Retired Navy Chaplain Arnold Resnicoff said nothing could have prepared him for Tuesday’s devastation, not serving during the Vietnam War nor being in the U.S. Marine complex in Beirut in 1983, when a suicide truck bomber killed 241 marines.
“Twenty-eight years in the military active duty did not prepare me for this day,” said Resnicoff, a Conservative rabbi who this week was hired as the new national director of interreligious affairs for the American Jewish Committee.
Rabbi Resnicoff was also in Kosovo in 1998, where he witnessed the horrible bloodshed close up while working as chief chaplain for NATO Supreme Allied Commander General Wesley Clark. A student of terrorism theory at the Naval War College, he was reminded that the same questions are being asked today that were asked in Beirut 18 years ago: How could this happen to the United States?

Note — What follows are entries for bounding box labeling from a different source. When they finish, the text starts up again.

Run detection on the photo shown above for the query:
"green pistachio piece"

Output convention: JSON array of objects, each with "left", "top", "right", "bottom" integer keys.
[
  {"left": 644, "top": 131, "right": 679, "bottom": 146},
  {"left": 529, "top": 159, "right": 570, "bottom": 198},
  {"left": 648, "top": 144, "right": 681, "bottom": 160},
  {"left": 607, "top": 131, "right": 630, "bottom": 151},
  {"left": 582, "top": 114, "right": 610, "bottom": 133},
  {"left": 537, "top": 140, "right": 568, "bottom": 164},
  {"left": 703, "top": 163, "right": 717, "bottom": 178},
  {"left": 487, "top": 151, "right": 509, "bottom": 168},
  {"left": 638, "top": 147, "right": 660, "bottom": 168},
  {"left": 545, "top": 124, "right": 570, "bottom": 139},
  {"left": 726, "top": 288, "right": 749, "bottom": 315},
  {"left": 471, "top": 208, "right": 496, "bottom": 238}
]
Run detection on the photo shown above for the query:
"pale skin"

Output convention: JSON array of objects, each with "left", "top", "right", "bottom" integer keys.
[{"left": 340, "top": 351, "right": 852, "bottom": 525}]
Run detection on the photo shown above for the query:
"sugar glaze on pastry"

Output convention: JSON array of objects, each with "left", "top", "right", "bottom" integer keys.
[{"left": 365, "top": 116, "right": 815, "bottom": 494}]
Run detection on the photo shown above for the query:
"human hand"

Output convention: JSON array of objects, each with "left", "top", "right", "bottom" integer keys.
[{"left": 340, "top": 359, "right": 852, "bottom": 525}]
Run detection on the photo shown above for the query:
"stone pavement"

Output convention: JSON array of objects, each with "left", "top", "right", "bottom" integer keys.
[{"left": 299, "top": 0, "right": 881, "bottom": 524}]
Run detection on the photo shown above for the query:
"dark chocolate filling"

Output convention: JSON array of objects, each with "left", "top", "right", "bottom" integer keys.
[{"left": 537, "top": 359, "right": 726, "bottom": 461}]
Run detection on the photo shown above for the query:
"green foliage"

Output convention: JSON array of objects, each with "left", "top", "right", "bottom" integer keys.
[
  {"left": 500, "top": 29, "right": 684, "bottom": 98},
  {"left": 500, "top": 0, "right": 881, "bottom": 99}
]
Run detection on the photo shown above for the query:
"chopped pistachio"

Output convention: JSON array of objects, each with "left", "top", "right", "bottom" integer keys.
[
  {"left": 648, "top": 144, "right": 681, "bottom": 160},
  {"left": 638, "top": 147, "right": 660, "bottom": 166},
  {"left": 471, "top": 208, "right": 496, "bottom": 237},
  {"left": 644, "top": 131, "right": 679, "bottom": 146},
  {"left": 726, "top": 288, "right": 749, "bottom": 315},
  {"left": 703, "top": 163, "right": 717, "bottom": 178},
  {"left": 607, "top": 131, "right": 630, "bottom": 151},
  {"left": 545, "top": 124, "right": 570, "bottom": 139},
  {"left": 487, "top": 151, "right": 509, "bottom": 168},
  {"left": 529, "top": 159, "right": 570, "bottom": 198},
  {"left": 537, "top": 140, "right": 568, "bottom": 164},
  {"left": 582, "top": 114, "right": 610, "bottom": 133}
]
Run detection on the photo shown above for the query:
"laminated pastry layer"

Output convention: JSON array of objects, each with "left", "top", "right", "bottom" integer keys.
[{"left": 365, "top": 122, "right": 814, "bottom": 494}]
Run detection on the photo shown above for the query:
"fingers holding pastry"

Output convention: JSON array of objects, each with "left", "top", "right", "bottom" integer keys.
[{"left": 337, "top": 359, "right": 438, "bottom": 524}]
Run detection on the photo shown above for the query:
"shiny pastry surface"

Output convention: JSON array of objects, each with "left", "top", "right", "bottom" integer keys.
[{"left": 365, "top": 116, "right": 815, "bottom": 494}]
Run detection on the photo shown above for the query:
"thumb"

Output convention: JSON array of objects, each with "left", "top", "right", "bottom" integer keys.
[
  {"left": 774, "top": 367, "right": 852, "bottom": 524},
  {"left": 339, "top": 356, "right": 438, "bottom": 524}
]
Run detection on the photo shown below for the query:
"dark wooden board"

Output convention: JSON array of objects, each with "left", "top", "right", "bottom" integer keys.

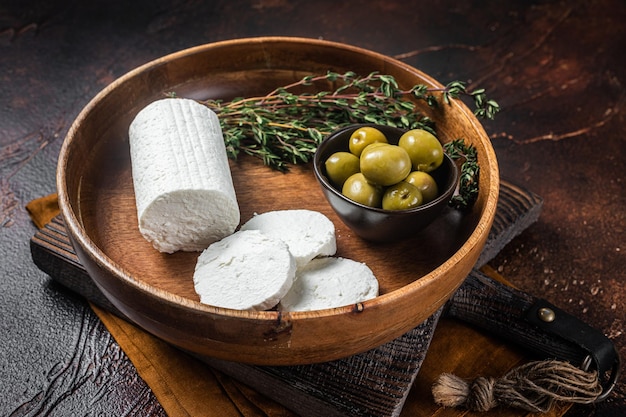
[{"left": 31, "top": 181, "right": 542, "bottom": 416}]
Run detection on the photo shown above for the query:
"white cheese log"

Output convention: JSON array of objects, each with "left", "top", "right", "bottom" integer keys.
[
  {"left": 129, "top": 98, "right": 240, "bottom": 253},
  {"left": 241, "top": 210, "right": 337, "bottom": 268},
  {"left": 279, "top": 257, "right": 378, "bottom": 311},
  {"left": 193, "top": 230, "right": 296, "bottom": 310}
]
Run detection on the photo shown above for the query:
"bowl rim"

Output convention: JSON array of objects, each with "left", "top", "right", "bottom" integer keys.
[
  {"left": 313, "top": 123, "right": 459, "bottom": 216},
  {"left": 56, "top": 36, "right": 499, "bottom": 321}
]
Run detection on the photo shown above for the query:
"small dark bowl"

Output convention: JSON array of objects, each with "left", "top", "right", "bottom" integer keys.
[{"left": 314, "top": 124, "right": 459, "bottom": 242}]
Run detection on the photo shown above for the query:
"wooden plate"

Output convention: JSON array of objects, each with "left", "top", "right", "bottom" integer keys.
[{"left": 57, "top": 37, "right": 498, "bottom": 365}]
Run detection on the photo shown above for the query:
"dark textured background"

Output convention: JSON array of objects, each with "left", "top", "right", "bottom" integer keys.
[{"left": 0, "top": 0, "right": 626, "bottom": 416}]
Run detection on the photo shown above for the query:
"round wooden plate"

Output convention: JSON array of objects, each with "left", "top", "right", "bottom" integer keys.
[{"left": 57, "top": 37, "right": 499, "bottom": 365}]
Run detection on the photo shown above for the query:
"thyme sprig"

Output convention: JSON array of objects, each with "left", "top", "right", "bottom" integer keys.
[
  {"left": 443, "top": 139, "right": 480, "bottom": 210},
  {"left": 186, "top": 71, "right": 499, "bottom": 211}
]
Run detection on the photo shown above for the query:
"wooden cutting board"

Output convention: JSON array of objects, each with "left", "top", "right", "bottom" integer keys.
[{"left": 31, "top": 181, "right": 542, "bottom": 417}]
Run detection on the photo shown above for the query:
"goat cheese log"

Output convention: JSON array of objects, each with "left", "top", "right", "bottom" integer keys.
[
  {"left": 193, "top": 230, "right": 296, "bottom": 310},
  {"left": 129, "top": 98, "right": 240, "bottom": 253},
  {"left": 241, "top": 210, "right": 337, "bottom": 268},
  {"left": 279, "top": 257, "right": 378, "bottom": 311}
]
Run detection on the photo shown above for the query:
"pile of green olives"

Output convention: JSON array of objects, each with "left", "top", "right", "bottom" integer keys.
[{"left": 325, "top": 126, "right": 444, "bottom": 210}]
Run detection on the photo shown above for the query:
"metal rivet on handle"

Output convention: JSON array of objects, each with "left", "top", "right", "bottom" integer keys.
[{"left": 537, "top": 307, "right": 556, "bottom": 323}]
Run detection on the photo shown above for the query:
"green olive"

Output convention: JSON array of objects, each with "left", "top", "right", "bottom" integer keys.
[
  {"left": 360, "top": 144, "right": 411, "bottom": 186},
  {"left": 324, "top": 152, "right": 360, "bottom": 189},
  {"left": 405, "top": 171, "right": 439, "bottom": 204},
  {"left": 341, "top": 172, "right": 383, "bottom": 207},
  {"left": 398, "top": 129, "right": 443, "bottom": 172},
  {"left": 382, "top": 181, "right": 423, "bottom": 210},
  {"left": 348, "top": 127, "right": 387, "bottom": 156}
]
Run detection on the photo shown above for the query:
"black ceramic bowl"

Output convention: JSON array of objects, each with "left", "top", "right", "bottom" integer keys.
[{"left": 314, "top": 124, "right": 459, "bottom": 242}]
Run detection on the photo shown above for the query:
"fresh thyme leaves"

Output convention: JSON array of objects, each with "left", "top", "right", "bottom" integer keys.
[
  {"left": 185, "top": 72, "right": 499, "bottom": 211},
  {"left": 443, "top": 139, "right": 480, "bottom": 210}
]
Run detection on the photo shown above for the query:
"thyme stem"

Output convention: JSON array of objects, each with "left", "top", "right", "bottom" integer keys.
[{"left": 177, "top": 71, "right": 500, "bottom": 209}]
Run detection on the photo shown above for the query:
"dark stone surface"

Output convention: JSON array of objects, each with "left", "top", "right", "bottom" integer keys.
[{"left": 0, "top": 0, "right": 626, "bottom": 416}]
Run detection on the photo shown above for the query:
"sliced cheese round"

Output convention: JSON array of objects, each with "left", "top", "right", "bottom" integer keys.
[
  {"left": 279, "top": 257, "right": 378, "bottom": 311},
  {"left": 241, "top": 210, "right": 337, "bottom": 268},
  {"left": 128, "top": 98, "right": 240, "bottom": 253},
  {"left": 193, "top": 230, "right": 296, "bottom": 310}
]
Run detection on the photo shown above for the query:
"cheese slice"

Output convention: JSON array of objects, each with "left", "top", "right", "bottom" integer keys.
[
  {"left": 241, "top": 210, "right": 337, "bottom": 268},
  {"left": 279, "top": 257, "right": 378, "bottom": 311},
  {"left": 129, "top": 98, "right": 240, "bottom": 253},
  {"left": 193, "top": 230, "right": 296, "bottom": 310}
]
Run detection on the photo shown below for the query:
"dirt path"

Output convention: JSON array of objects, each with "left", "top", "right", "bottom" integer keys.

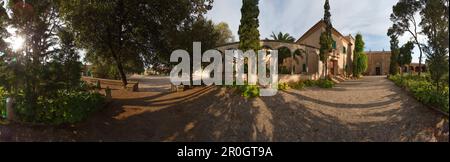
[{"left": 0, "top": 77, "right": 449, "bottom": 141}]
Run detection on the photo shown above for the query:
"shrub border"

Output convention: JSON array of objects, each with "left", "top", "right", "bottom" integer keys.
[
  {"left": 0, "top": 97, "right": 113, "bottom": 127},
  {"left": 387, "top": 76, "right": 449, "bottom": 118}
]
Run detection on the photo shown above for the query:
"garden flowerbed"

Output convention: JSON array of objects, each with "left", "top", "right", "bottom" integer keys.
[{"left": 389, "top": 75, "right": 449, "bottom": 117}]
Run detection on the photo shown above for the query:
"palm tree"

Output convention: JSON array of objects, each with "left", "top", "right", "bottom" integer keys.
[{"left": 270, "top": 32, "right": 295, "bottom": 43}]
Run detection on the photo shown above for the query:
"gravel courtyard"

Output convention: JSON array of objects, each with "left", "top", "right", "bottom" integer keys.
[{"left": 0, "top": 77, "right": 449, "bottom": 142}]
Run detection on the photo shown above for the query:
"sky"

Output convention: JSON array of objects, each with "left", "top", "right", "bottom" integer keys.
[{"left": 206, "top": 0, "right": 425, "bottom": 62}]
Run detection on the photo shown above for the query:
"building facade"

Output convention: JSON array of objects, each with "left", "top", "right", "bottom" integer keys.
[
  {"left": 217, "top": 20, "right": 426, "bottom": 81},
  {"left": 364, "top": 51, "right": 391, "bottom": 75},
  {"left": 296, "top": 20, "right": 355, "bottom": 76}
]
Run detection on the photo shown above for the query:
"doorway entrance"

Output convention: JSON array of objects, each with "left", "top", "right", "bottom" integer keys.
[{"left": 375, "top": 67, "right": 381, "bottom": 75}]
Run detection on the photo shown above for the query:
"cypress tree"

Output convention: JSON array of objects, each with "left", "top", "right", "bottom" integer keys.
[
  {"left": 239, "top": 0, "right": 261, "bottom": 52},
  {"left": 319, "top": 0, "right": 333, "bottom": 77}
]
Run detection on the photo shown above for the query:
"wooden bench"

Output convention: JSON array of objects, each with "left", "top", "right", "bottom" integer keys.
[
  {"left": 81, "top": 77, "right": 139, "bottom": 92},
  {"left": 170, "top": 84, "right": 184, "bottom": 92}
]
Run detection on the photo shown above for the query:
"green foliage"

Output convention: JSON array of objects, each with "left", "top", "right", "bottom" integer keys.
[
  {"left": 387, "top": 28, "right": 400, "bottom": 75},
  {"left": 270, "top": 32, "right": 295, "bottom": 43},
  {"left": 60, "top": 0, "right": 215, "bottom": 85},
  {"left": 237, "top": 85, "right": 259, "bottom": 98},
  {"left": 238, "top": 0, "right": 261, "bottom": 51},
  {"left": 356, "top": 53, "right": 369, "bottom": 77},
  {"left": 303, "top": 80, "right": 317, "bottom": 87},
  {"left": 289, "top": 81, "right": 306, "bottom": 90},
  {"left": 0, "top": 87, "right": 6, "bottom": 118},
  {"left": 353, "top": 34, "right": 368, "bottom": 77},
  {"left": 388, "top": 0, "right": 426, "bottom": 75},
  {"left": 319, "top": 0, "right": 333, "bottom": 78},
  {"left": 397, "top": 42, "right": 414, "bottom": 70},
  {"left": 16, "top": 90, "right": 104, "bottom": 125},
  {"left": 278, "top": 83, "right": 289, "bottom": 91},
  {"left": 420, "top": 0, "right": 449, "bottom": 89},
  {"left": 389, "top": 75, "right": 449, "bottom": 113},
  {"left": 214, "top": 22, "right": 234, "bottom": 45},
  {"left": 316, "top": 79, "right": 334, "bottom": 89}
]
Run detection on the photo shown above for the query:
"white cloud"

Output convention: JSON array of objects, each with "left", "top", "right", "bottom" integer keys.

“In Beirut we had already been prepared for a truck with a bomb, but we had not prepared for suicide bombers. Now this is a similar thing. To say we should have been prepared for several planes to be hijacked and flown directly into a building never happened before, I don’t think anyone considered it.”
Ganor said the U.S. should restrain “the revenge feelings that all of us have now, and wait until they have concrete intelligence about who is responsible, and determine the best way to attack and launch an international massive operation. We should not react impulsively.”
Rabbi David Rosen, the AJCommittee’s international interreligious director, called the attack “ a great tragedy for Islam,” because the increasing identification of Islam with violent, hostile bloodthirsty, intransigent characteristics is going to be more and more inseparable. The miserable people in their own hostility are undermining any possible support from the enlightened world to give them a better future.”
“There are lovely peaceful Muslims leaders in the world but their presence and voices are silenced by demented extremists and we will have to work even harder to strengthen the more moderate voices.”